- Poster
- Directed by: V. Ramachandra Rao
- Written by: Gollapudi Maruti Rao
- Based on: Lost in the Desert by Jamie Uys
- Produced by: Atluri Purnachandra Rao
- Starring: S. V. Ranga Rao Nagesh Master Ramu Devika
- Cinematography: M. Kannappa
- Edited by: Balu
- Music by: Satyam
- Production company: Sri Lakshmi Productions
- Release date: 29 September 1972;
- Running time: 139 minutes
- Country: India
- Language: Telugu

= Papam Pasivadu =

1972 film by V. Ramachandra Rao

Papam Pasivadu is a 1972 Indian Telugu-language adventure drama film directed by V. Ramachandra Rao and written by Gollapudi Maruti Rao. A remake of the South African film Lost in the Desert (1969), it stars S. V. Ranga Rao, Nagesh, Master Ramu and Devika. The film revolves around a boy who gets lost in a desert, and his attempts to find his family. Papam Pasivadu was released on 29 September 1972 and became a commercial success.

== Plot ==
Venugopal and Janaki are a married couple. They soon have a baby boy named Gopi. During Gopi's childhood, he contracts tuberculosis. His family consults their doctor to obtain the best possible treatment for him and they decide to send him to Switzerland with Gopi's uncle Pathy as their pilot. During the journey, Pathy suffers a sudden heart attack, and the plane crashes in Thar Desert. Gopi, with only his dog Tommy accompanying him, faces several obstacles until he reunites with his family.

== Production ==
=== Development ===
After the success of Mosagallaku Mosagadu (1971), which was shot mostly in deserts, its producer Atluri Purnachandra Rao wanted his next venture to also be desert-based. Jamie Uys' South African film Lost in The Desert (1969) had just been released in Andhra Pradesh, and caught Rao's attention; he commissioned Gollapudi Maruti Rao to write a story based on this film, which became Papam Pasivadu. The film was produced by Rao's brother Atluri Seshagiri Rao under their home company Sri Lakshmi Productions, V. Ramachandra Rao was hired as director, M. Kannappa for cinematography, Balu for editing and S. Krishna Rao for direction.

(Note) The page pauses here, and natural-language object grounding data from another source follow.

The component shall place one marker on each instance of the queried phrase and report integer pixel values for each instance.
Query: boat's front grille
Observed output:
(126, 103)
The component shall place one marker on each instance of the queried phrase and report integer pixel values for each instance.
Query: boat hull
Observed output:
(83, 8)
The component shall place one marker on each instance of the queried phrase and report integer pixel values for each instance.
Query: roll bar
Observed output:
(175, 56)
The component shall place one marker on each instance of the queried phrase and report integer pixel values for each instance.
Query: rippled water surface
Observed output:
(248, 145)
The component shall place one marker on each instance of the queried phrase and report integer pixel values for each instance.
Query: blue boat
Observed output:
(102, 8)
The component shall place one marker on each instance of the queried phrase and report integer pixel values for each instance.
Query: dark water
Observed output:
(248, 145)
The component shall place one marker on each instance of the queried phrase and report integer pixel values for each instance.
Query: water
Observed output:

=== Casting and filming ===
When Chukkala Veera Venkata Rambabu or "Ramu" first auditioned for the role of Gopi, he was rejected as the makers felt he was too young for the role. However, he was signed on after several negotiations. A Pomeranian named Tommy was cast as Ramu's dog of the same name.

Principal photography took place in March 1972. The film was shot for 27 days in the Thar Desert, during which Ramu and the dog playing Tommy were the only actors. It was shot near the villages in Sam Tehsil in Jaisalmer district. The film unit stayed in tents erected in open spaces outside the villages. The scenes involving Gopi's uncle Pathy (Nagesh), Gopi's father Venugopal (S. V. Ranga Rao), Gopi's mother Janaki (Devika), the airport official Chakrapani (M. Prabhakar Reddy) and Venugopal's brother Narasimham (Kaikala Satyanarayana) were shot at studio sets matching the actual location, and on beaches near Madras. The forest scenes were filmed at Mudumalai in Tamil Nadu.

The makers bought an aircraft from Madras Flying Club which cost around ₹2 lakh. Due to difficulty in obtaining further dates for Nagesh, the makers chose K. Chakravarthy to dub his voice. The final length of the film was 139 minutes, longer than Lost in The Desert which was 90 minutes long.

== Soundtrack ==
The soundtrack was composed by Satyam.

Track listing
| No. | Title | Lyrics | Singer(s) | Length |
|---|---|---|---|---|
| 1. | "Manchi Yannadhe Kaanaradhu Ee Manusula lona" | Kosaraju | S. P. Balasubrahmanyam, L. R. Eswari |  |
| 2. | "Lakshmim Ksheera Samudra Raja" |  | P. Susheela |  |
| 3. | "O Babu Maa Babu Nee Kanna Maku Pennidi Yevaru" | C. Narayana Reddy | P. Susheela |  |
| 4. | "Amma Chudali Ninnu Nannanu Chudali" | Aatreya | P. Susheela |  |
| 5. | "Ayyo Pasivada Ayyo Papam Pasivada" | Aatreya | Ghantasala |  |

== Marketing ==
Papam Pasivadu was publicised through publicity pamphlets of the film being thrown from helicopters in various towns, a first for Telugu cinema.

== Release and reception ==
Papam Pasivadu was released on 29 September 1972 and became a commercial success.